The tragedy of Rowan Williams as Archbishop of Canterbury

Andrew Gerns, who does the Friday news on The Lead, comments at his blog on an article in the Weekly Standard,by Joseph Bottum, titled with the alarmist The End of Canterbury: will the sun set on the Anglican Communion?

Early in the essay there is a decent, if rather conventional, analysis of Anglicanism today.

Then he drives off an ideological deep-end, and in the process misses the point of the importance of Anglicanism to Christianity and our essential witness to the world. Along the way, he missed the disappointment if not the outright tragedy that has been Williams’ tenure as Archbishop.

The problem with Rowan is not that Africa is an “anchor” and that the Church of England and the Episcopal Church is somehow at once pro-Muslim and pro-gay, and that the African church will march away in its theological purity. The problem is that Rowan did not use his innate voice.

Africa itself shows off the tensions and possibility within Anglicanism. The Continent that contains both Tutu and Orombi is also the Church that shares both approaches to Christianity. The Anglican Communion contains both Katharine Jefferts Schori and NT Wright. The Episcopal Church itself contains both Gene Robinson and Mark Lawrence.

The tragedy–and disappointment–that is Rowan Williams is that he chose not use his best possible tool in leading this impossibly diverse Anglican Communion.

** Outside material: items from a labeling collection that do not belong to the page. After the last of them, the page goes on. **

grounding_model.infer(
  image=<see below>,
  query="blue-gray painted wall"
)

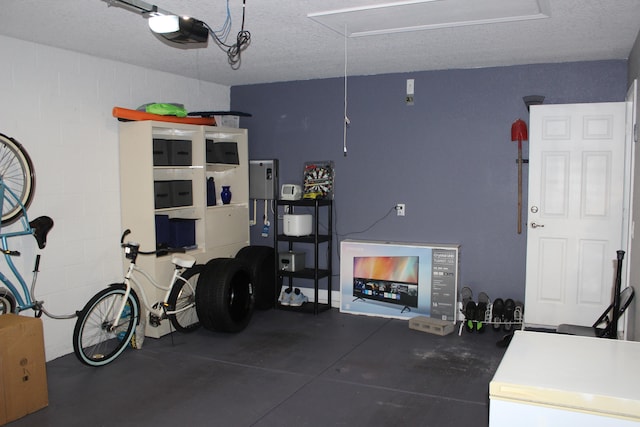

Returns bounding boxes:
[231,61,627,300]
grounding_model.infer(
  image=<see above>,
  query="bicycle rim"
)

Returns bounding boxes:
[73,288,139,366]
[0,133,36,225]
[168,264,204,332]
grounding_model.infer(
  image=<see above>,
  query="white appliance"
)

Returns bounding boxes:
[280,184,302,200]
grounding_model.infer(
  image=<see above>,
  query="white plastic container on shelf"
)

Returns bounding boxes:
[282,214,312,236]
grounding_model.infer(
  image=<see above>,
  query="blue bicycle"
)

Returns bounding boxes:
[0,133,76,319]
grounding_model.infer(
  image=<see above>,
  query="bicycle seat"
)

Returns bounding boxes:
[29,216,53,249]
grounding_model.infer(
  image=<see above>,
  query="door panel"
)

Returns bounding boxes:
[525,103,625,327]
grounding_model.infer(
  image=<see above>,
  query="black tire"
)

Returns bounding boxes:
[236,246,276,310]
[0,288,16,315]
[167,264,204,332]
[73,284,140,366]
[0,133,36,225]
[196,258,254,332]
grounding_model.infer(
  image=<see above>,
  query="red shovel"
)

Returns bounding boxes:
[511,119,529,234]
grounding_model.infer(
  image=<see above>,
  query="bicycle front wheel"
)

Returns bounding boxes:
[0,288,16,315]
[73,284,140,366]
[0,133,36,225]
[167,264,204,332]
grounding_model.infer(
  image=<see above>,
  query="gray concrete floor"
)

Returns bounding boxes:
[8,309,505,427]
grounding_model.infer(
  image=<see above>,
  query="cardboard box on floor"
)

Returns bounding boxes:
[0,314,49,425]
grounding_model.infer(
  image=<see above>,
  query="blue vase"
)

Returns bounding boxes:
[220,185,231,205]
[207,177,216,206]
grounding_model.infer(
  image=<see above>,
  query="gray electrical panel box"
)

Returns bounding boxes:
[249,159,278,200]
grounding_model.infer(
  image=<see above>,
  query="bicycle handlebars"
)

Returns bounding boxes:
[120,228,187,256]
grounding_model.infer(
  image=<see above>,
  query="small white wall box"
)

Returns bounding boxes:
[409,316,453,336]
[282,214,311,236]
[278,251,304,271]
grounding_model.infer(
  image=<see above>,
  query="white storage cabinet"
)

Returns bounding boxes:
[119,121,249,337]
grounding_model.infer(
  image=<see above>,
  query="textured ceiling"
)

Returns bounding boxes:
[0,0,640,86]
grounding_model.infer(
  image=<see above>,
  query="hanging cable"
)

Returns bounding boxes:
[342,25,351,157]
[203,0,251,70]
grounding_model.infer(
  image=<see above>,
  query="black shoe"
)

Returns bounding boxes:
[475,292,491,333]
[491,298,504,332]
[504,298,516,332]
[464,301,476,332]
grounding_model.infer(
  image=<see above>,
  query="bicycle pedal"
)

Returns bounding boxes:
[149,314,161,328]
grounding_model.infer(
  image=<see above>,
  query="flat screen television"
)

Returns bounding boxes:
[353,256,419,308]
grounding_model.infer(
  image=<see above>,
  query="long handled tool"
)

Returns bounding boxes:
[511,119,529,234]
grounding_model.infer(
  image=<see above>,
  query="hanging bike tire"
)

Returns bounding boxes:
[0,133,36,225]
[196,258,254,332]
[236,245,276,310]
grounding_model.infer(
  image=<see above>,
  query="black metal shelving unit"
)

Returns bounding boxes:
[275,199,333,314]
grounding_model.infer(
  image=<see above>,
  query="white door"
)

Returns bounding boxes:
[524,102,626,327]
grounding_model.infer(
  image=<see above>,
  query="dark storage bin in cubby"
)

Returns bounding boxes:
[168,139,191,166]
[153,138,169,166]
[153,181,172,209]
[171,180,193,206]
[205,139,240,165]
[169,218,196,248]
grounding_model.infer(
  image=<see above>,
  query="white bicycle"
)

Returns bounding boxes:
[73,230,204,366]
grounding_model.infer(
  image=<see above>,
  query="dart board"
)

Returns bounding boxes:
[303,161,335,199]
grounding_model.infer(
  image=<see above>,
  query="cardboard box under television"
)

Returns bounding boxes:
[0,314,49,425]
[340,239,460,324]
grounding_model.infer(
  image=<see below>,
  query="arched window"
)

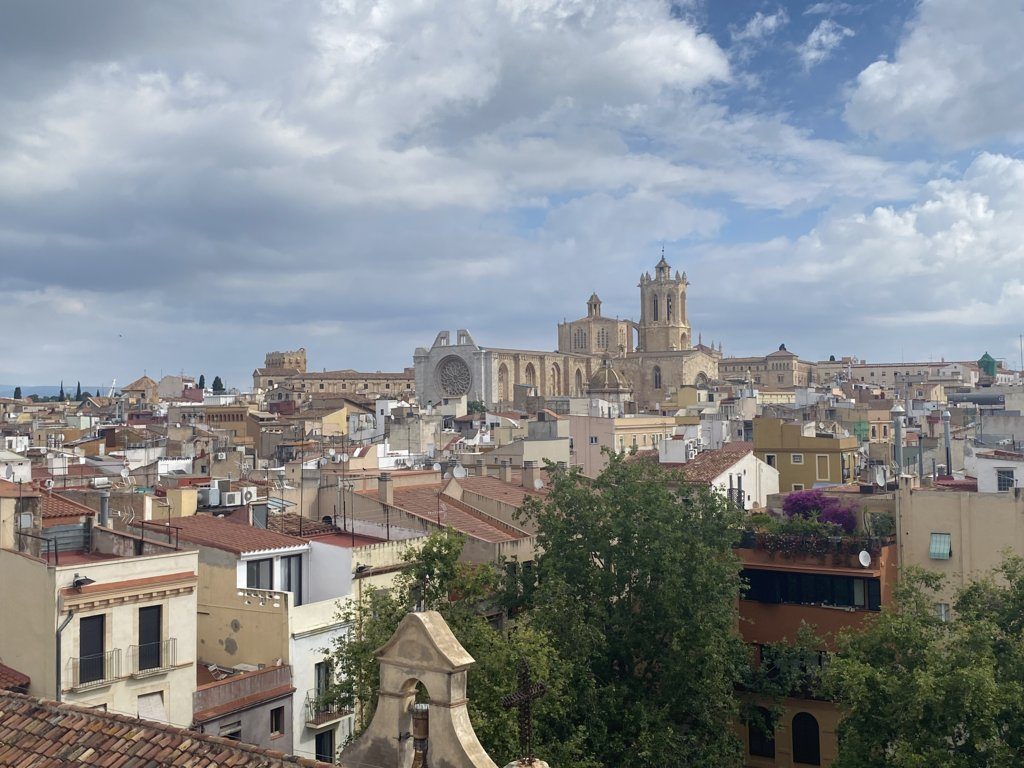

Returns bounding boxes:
[746,707,775,758]
[793,712,821,765]
[498,362,511,402]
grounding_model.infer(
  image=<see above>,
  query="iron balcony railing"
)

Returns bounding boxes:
[67,648,121,689]
[128,637,177,676]
[305,688,352,727]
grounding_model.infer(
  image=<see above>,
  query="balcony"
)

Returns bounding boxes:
[305,688,352,728]
[128,637,177,678]
[65,648,121,690]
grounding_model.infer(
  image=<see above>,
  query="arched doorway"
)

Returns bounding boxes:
[793,712,821,765]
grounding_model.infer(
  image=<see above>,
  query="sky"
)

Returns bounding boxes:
[0,0,1024,387]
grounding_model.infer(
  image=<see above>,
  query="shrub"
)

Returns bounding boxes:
[782,488,857,534]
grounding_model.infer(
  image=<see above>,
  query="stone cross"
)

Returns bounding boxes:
[502,658,548,764]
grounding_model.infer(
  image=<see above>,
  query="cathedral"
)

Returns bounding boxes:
[414,254,721,411]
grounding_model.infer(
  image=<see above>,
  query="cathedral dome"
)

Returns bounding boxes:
[587,357,629,392]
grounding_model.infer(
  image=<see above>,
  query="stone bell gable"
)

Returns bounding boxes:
[339,611,497,768]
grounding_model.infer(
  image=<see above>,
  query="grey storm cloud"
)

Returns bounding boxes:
[0,0,1018,385]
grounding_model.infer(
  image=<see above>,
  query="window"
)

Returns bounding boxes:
[313,662,332,696]
[270,707,285,735]
[135,690,167,723]
[281,555,302,605]
[995,469,1017,490]
[740,568,882,610]
[313,730,336,763]
[138,605,163,671]
[746,707,775,758]
[814,454,830,480]
[78,613,106,684]
[246,558,273,590]
[793,712,821,765]
[928,534,953,560]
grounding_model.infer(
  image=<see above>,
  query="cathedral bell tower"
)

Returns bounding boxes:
[639,251,691,352]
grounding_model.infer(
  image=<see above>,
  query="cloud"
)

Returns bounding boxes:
[797,18,854,70]
[0,0,931,384]
[730,8,790,43]
[691,153,1024,358]
[845,0,1024,148]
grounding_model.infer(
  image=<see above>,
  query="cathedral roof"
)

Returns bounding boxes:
[587,358,629,392]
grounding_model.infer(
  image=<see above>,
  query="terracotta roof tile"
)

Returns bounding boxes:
[135,515,306,555]
[662,442,754,483]
[39,493,96,520]
[0,691,330,768]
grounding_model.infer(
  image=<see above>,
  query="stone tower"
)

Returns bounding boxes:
[639,253,692,352]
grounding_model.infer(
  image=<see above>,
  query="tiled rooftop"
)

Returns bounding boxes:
[0,691,330,768]
[39,493,96,520]
[662,441,754,482]
[140,514,305,555]
[359,483,516,543]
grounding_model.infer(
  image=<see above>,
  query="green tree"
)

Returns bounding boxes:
[526,455,749,768]
[327,529,596,767]
[825,558,1024,768]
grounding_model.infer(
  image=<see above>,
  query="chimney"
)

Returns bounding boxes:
[97,490,111,528]
[522,462,541,488]
[377,472,394,507]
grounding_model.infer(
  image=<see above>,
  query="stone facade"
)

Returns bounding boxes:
[414,256,721,410]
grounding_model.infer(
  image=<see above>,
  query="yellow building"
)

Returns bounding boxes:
[754,417,858,492]
[0,483,198,727]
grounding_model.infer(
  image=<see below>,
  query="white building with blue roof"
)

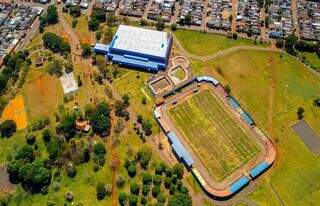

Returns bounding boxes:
[94,25,172,72]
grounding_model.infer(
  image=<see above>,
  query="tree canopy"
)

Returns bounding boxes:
[0,120,17,137]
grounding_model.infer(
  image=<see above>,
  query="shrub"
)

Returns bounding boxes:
[116,176,125,188]
[26,134,36,145]
[0,120,17,138]
[130,182,140,195]
[119,192,128,206]
[128,164,137,178]
[96,183,107,200]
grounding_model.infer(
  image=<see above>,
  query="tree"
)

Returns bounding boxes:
[93,143,107,157]
[66,163,77,178]
[0,120,17,138]
[297,107,305,120]
[128,164,137,178]
[47,137,63,161]
[42,129,52,142]
[81,44,92,58]
[152,185,160,197]
[45,5,59,24]
[163,177,171,189]
[116,176,125,188]
[91,9,107,23]
[88,18,99,31]
[172,163,184,179]
[130,182,140,195]
[26,134,36,145]
[129,195,138,206]
[152,175,162,186]
[142,185,150,196]
[119,192,128,206]
[156,17,164,31]
[14,145,35,162]
[69,5,81,18]
[96,183,107,200]
[168,193,192,206]
[142,172,152,185]
[171,24,177,31]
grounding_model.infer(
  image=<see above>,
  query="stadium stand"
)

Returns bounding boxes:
[167,131,194,168]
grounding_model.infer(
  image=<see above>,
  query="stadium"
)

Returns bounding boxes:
[154,76,276,199]
[94,25,172,72]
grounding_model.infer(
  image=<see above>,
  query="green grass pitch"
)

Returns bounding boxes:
[169,89,261,181]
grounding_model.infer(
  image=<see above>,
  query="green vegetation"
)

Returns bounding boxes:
[170,67,186,81]
[169,89,261,181]
[196,51,320,205]
[0,120,17,138]
[42,32,70,54]
[173,29,266,56]
[39,5,59,33]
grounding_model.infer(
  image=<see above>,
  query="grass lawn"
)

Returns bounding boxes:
[301,52,320,72]
[113,69,156,125]
[63,13,95,44]
[22,73,63,122]
[169,89,261,181]
[197,51,320,205]
[173,29,267,55]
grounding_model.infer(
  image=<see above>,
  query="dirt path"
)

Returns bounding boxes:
[173,35,283,61]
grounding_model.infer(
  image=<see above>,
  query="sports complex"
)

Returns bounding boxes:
[154,76,276,199]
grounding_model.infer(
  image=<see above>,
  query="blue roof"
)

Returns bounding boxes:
[241,112,254,125]
[93,43,109,55]
[167,132,194,167]
[229,176,249,193]
[228,96,240,109]
[249,161,270,177]
[197,76,219,85]
[108,52,165,71]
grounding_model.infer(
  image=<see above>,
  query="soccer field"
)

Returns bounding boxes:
[169,89,261,181]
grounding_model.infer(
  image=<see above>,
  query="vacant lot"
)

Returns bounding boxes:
[0,95,28,129]
[23,74,63,121]
[173,29,266,55]
[169,90,261,181]
[192,51,320,205]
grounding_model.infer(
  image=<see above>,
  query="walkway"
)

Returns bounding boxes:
[173,35,283,61]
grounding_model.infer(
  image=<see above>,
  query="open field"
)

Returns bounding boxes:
[0,95,28,129]
[301,52,320,72]
[196,51,320,205]
[173,29,267,55]
[23,74,63,121]
[63,13,95,44]
[169,89,261,181]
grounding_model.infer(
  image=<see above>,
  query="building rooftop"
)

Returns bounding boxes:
[110,25,169,58]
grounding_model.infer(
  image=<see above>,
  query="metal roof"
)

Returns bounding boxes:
[229,176,249,193]
[110,25,169,58]
[249,161,270,177]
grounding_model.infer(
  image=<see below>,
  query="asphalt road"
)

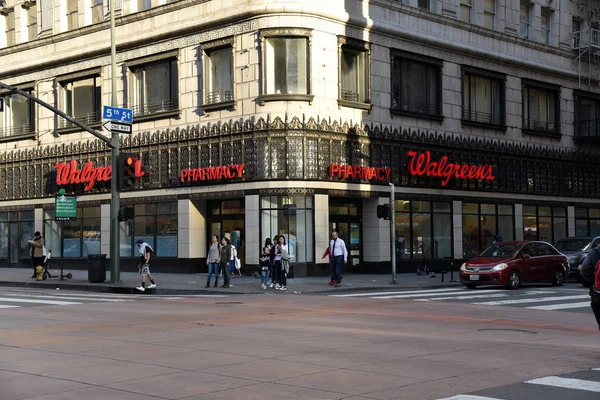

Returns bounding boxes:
[0,286,600,400]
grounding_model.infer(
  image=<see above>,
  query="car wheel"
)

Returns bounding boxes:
[552,269,565,286]
[507,271,521,290]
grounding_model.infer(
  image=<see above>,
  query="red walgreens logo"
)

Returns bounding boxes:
[407,150,496,186]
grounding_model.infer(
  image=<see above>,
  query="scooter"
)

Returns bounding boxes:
[44,250,73,281]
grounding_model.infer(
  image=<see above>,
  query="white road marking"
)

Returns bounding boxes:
[525,301,590,311]
[415,293,508,301]
[0,297,81,306]
[473,294,590,306]
[370,290,505,299]
[525,376,600,393]
[330,288,466,297]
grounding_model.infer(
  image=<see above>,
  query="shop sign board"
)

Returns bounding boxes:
[329,164,392,181]
[179,164,245,182]
[54,194,77,221]
[55,160,144,192]
[407,150,496,186]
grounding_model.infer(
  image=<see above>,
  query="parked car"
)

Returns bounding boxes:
[554,236,600,287]
[459,241,569,289]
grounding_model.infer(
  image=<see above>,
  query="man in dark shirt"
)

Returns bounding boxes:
[579,242,600,330]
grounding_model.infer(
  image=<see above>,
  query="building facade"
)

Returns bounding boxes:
[0,0,600,276]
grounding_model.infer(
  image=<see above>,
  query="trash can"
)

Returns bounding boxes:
[88,254,106,283]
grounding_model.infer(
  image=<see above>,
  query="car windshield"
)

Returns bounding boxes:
[554,239,590,251]
[479,243,522,257]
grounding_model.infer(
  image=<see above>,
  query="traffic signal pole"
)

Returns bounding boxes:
[109,0,121,283]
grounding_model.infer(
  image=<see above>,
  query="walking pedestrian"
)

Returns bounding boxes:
[135,239,156,292]
[219,238,231,289]
[27,231,44,278]
[578,242,600,330]
[273,235,289,290]
[260,246,271,290]
[329,230,348,287]
[204,235,221,288]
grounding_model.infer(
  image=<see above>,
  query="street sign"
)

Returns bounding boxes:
[102,106,133,123]
[54,194,77,221]
[102,121,131,135]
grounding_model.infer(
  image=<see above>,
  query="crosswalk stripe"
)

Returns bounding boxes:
[525,376,600,393]
[525,301,590,311]
[331,288,465,297]
[473,294,590,306]
[0,297,81,306]
[415,293,508,301]
[371,290,504,299]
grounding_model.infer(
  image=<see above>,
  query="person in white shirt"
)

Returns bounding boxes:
[329,231,348,287]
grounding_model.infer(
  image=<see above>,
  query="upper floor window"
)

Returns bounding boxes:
[40,0,54,31]
[523,81,560,134]
[202,40,234,109]
[392,52,442,117]
[338,37,371,109]
[462,67,504,126]
[459,0,473,23]
[59,76,102,128]
[519,2,531,39]
[67,0,79,30]
[129,53,179,116]
[261,29,312,101]
[541,8,552,44]
[483,0,496,29]
[0,89,35,138]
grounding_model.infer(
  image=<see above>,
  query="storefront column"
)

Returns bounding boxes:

He chose not to use his own voice.

We all know that Williams wrote eloquently as both a priest and theologian, and even as Archbishop of Wales, for the full inclusion of gays into the life of the church including their ability to marry–or at least have some kind of civil and ecclessiasitcal analog to marriage–and that not only did he put these opinions aside, he has worked very hard to be certain that these views will never come to pass.

Bottum reveals a fact that I had forgotten, and I will bet many progressives did not know, that when he became Archbishop of Canterbury, he resigned his membership in the a group called The Society for the Protection of Unborn Children.

It turns out that Williams himself encapsulated both the comprehensiveness and the tension that is Anglicanism.